# CS446/519 Class Session 5 - Exercise
## Exploring the running time for testing if there is an edge between a pair of vertices

In this exercise, we'll compare the asymptotic computational running time for testing if there is an edge between a pair of vertices, averaged over all the vertices in the graph. We'll do it for an undirected graph (Barabasi-Albert model) with an average vertex degree that will be fixed for a given graph but that we will vary.
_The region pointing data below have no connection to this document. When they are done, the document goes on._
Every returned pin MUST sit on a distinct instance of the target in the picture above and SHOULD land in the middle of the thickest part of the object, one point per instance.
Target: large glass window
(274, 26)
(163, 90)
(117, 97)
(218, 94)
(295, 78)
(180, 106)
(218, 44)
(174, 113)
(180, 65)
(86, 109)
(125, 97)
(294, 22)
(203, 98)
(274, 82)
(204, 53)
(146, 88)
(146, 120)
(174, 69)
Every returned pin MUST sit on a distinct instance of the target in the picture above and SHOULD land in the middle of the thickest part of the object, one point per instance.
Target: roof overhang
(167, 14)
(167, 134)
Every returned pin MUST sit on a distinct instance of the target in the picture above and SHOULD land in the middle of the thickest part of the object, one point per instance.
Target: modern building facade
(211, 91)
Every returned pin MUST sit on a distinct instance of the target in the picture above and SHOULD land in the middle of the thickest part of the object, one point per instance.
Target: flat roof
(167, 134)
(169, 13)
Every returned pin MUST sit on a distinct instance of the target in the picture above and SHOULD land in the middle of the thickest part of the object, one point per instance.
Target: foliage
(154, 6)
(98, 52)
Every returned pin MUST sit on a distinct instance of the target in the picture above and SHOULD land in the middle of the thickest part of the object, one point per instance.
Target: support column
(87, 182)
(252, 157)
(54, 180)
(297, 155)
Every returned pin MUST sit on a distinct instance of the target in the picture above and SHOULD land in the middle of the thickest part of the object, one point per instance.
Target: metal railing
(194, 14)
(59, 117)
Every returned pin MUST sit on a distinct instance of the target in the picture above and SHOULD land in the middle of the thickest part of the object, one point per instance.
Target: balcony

The  number of vertices of the graph will be fixed at 1000.

We'll need the "bintrees" package in order to get an implementation of a binary search tree (AVLTree is the class that we will use).

In [1]:
import numpy as np
import igraph
import timeit
import itertools
import bintrees 

The next four functions show how to test whether a given pair of vertices has an edge between them:

In [2]:
def find_matrix(gmat, i, j):
    return (gmat[i,j] == 1)

In [3]:
def find_adj_list(adj_list, i, j):
    return j in adj_list[i]

In [4]:
def find_edge_list(edge_list, i, j):
    inds1 = np.where(edge_list[:,0] == i)[0]
    elems1 = edge_list[inds1, 1].tolist()
    inds2 = np.where(edge_list[:,1] == i)[0]
    elems2 = edge_list[inds2, 0].tolist()
    return j in (elems1 + elems2)

In [5]:
def find_bst_forest(bst_forest, i, j):
    return bst_forest[i].__contains__(j)

This function takes a graph in adjacency list format and makes an "adjacency forest" data structure.

In [8]:
def get_bst_forest(theadjlist):
    g_adj_list = theadjlist
    n = len(g_adj_list)
    theforest = []
    for i in range(0,n):        
        itree = bintrees.AVLTree()
        for j in g_adj_list[i]:
            itree.insert(j,1)
        theforest.append(itree)
    return theforest

Here is the code to run the simulation (generate the graph and obtain timing statistics). To keep the code running time reasonable, I decided to only compare the running times for the "adjacency list" and "adjacency forest" (aka "adjacency trees") graph data structures.  The parameter "n" is the number of vertices (fixed at 1000) and the parameter "k" is the average vertex degree (which we will vary in this exercise). For speed, I have turned off replication (by setting nrep=1 and nsubrep=1), but you can try it with larger values of nrep to see if the results hold up (I expect they will):

In [9]:
def do_sim(n, k):

    retlist = []
    
    nrep = 1
    nsubrep = 1
    
    for _ in itertools.repeat(None, nrep):
      
        # make the random undirected graph
        g = igraph.Graph.Barabasi(n, k)
        
        # get the graph in three different representations
        g_adj_list = g.get_adjlist()
        
        g_bst_forest = get_bst_forest(g_adj_list)
        
        start_time = timeit.default_timer()
        
        # inner loop only needs to go from i+1 to n, since the graph is undirected        
        for _ in itertools.repeat(None, nsubrep):
            for i in range(0, n):
                for j in range(i+1, n):
                    find_adj_list(g_adj_list, i, j)     
        
        adjlist_elapsed = timeit.default_timer() - start_time
            
        start_time = timeit.default_timer()
        
        # inner loop only needs to go from i+1 to n, since the graph is undirected
        for _ in itertools.repeat(None, nsubrep):
            for i in range(0, n):
                for j in range(i+1, n):
                    j in g_bst_forest[i]
                    
        forest_elapsed = timeit.default_timer() - start_time
        
        retlist.append([adjlist_elapsed, forest_elapsed])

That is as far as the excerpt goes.